DOT forces removal of historic carriage step, hitching post

By Tom Rivers, Editor Posted 4 August 2013 at 12:00 am

‘We were very hurt about it. We still are.’ – Grace Conlon

Photos by Tom Rivers – The state Department of Transportation forced Dave and Grace Conlon to remove this carriage step and hitching post, which survived for more than a century at the corner of North Main Street and Linwood Avenue in Albion. The community has many hitching posts and carriage steps on village side streets, but the Conlons had two of the few on a public right-of-way on a state road in Albion. This photo was taken late last year.

Dave Conlon sits on a carriage step that he had to remove from near Main Street last Wednesday. Conlon and his son used a tractor to move the historic step back by a tree in his front yard.

ALBION – For 45 years, Dave and Grace Conlon enjoyed looking out their window facing Main Street and watching children sit or stand on a carriage step by the road.

The Conlons planted flowers by it. They carefully mowed the grass around a companion hitching post.

“They were a showpiece for our property,” said Mr. Conlon, 84.

Last year the Conlons received a letter from the state Department of Transportation, telling them the carriage step and hitching post were a hazard to motorists. The historical artifacts from the horse-and-buggy era would need to be moved off the public right of way, the DOT advised.

The Conlons called the DOT. They didn’t understand why they had to move it, given that the public right of way on North Main Street is lined with trees and telephone poles – other “hazards.”

“This doesn’t make any sense,” said Conlon, a Kodak retiree who still works part-time as a custodian for Five Star Bank.

The Conlons received the first letter in the spring 2012. Another letter followed, advising them that the DOT could remove the pieces for a fee.

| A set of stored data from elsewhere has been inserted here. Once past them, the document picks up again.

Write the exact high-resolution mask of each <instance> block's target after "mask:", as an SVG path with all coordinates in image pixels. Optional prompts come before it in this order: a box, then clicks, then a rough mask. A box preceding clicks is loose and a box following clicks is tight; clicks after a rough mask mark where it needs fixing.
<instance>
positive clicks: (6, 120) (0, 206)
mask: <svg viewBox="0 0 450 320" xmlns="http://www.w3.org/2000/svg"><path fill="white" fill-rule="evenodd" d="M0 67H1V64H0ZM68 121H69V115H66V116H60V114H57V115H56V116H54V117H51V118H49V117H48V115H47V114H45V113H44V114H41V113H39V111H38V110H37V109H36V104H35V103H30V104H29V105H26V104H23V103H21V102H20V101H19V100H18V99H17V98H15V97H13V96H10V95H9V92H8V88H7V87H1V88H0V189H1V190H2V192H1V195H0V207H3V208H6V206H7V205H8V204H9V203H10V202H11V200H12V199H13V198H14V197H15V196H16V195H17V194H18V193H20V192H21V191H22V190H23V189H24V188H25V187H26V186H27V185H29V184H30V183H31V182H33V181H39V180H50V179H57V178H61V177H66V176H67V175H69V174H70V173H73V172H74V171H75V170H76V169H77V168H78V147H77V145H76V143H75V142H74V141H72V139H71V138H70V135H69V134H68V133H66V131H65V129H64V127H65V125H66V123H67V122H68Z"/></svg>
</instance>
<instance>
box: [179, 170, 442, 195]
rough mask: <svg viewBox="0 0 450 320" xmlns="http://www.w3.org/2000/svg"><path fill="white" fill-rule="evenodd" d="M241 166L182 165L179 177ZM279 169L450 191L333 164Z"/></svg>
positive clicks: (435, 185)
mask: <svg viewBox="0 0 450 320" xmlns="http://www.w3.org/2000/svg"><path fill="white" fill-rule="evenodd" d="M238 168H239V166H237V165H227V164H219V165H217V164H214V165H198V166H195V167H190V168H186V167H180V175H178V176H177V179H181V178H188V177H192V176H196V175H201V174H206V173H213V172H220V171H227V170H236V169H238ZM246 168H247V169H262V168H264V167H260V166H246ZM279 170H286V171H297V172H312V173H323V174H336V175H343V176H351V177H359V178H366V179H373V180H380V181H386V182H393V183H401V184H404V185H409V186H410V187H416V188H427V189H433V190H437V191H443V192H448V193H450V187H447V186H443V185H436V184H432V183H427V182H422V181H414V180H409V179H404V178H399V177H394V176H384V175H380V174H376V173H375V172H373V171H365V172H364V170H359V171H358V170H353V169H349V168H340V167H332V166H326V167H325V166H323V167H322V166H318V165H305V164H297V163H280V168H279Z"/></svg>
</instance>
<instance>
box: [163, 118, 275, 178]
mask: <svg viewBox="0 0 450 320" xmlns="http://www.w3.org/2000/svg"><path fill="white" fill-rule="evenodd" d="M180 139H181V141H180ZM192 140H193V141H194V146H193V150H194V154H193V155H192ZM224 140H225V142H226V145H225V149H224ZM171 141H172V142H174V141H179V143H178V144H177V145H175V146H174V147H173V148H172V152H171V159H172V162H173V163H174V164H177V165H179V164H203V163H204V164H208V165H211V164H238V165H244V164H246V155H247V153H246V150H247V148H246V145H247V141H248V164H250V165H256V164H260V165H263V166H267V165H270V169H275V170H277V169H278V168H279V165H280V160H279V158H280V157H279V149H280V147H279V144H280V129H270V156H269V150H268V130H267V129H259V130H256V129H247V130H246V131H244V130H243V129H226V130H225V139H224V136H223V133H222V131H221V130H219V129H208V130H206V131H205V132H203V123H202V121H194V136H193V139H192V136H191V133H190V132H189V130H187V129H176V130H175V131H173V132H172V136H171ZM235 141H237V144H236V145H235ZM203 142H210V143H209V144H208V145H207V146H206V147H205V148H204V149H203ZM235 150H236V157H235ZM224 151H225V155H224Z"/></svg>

The Conlons fretted the DOT might show up one day and remove the carriage step and hitching post, and haul them away. Two weeks ago the DOT called, again pressing the issue.

On Wednesday, Conlon and his son Randy dug up the hitching post and used a tractor to haul it back by the house. They put it near a garden. It’s not very visible from the road, but the Conlons can see it looking out of their kitchen window.

The carriage step was a bear to move. Conlon cracked sidewalk panels leading to his house from the weight of the tractor. He tore up part of his lawn, but he was able to move it by a maple tree in his front yard.

The Conlons are angry and sad about the whole situation.

Dave and Grace Conlon also had to move this hitching post, which stood by Main Street for about a century. They put it back in their garden.

A mounting block sits by the side of the road on West Center Street in Medina. Hopefully its days aren’t numbered.

“We were very hurt about it,” Mrs. Conlon said. “We still are.”

I think it’s crummy that the DOT has launched an attack on the few hitching posts, carriage steps and mounting blocks that remain in the public right of way on state roads. Medina and Le Roy residents also have been sent warning letters from the DOT, advising the historical pieces need to be moved.

There are a lot of these artifacts in old quarrying towns, where residents had access to great building materials – sandstone in Orleans County and limestone in Le Roy.

They few that have endured – a century after horse-and-buggies were replaced by the automobile – should be considered treasures, part of the historical fabric of the community.

I have counted about 40 of the hitching posts in Albion and Gaines, which may be more survivors than anywhere in the world. (Until proven wrong, I’ll make the claim that 14411 is the historic hitching post capitol of the world.)

There are a lot of hitching posts but only a few carriage steps around. Most of these artifacts are on side streets. They were stripped from along the state roads long ago.

In Albion, the Albion Main Street Alliance has been working with the village to put four hitching posts back on Main Street in the downtown. They would be set back far enough to be off the state right of way, although we are asking the DOT to let us put one back in a downtown sidewalk. We hope to have these installed in the next month.

Some of us see the hitching posts and carriage steps as an attraction. We wanted to make a map of them. Most of them are in front of the finest historic homes in the community.

I think it’s shabby that the DOT pressured the Conlons to move their artifacts. They clearly valued and cared for the pieces.

It also hurts the Albion effort to promote these as part of the historical character of the community. We want some on Main Street, where they are more prominent. We’d like they to be by the road so they are more historically accurate, rather than moved back as lawn ornaments.

Our state legislators – Steve Hawley and George Maziarz – should intervene and make the DOT call off the dogs on the old hitching posts. These historic structures have survived every possible threat – from Mother nature, development pressure to wayward motorists. Can they now survive a government bureaucrat?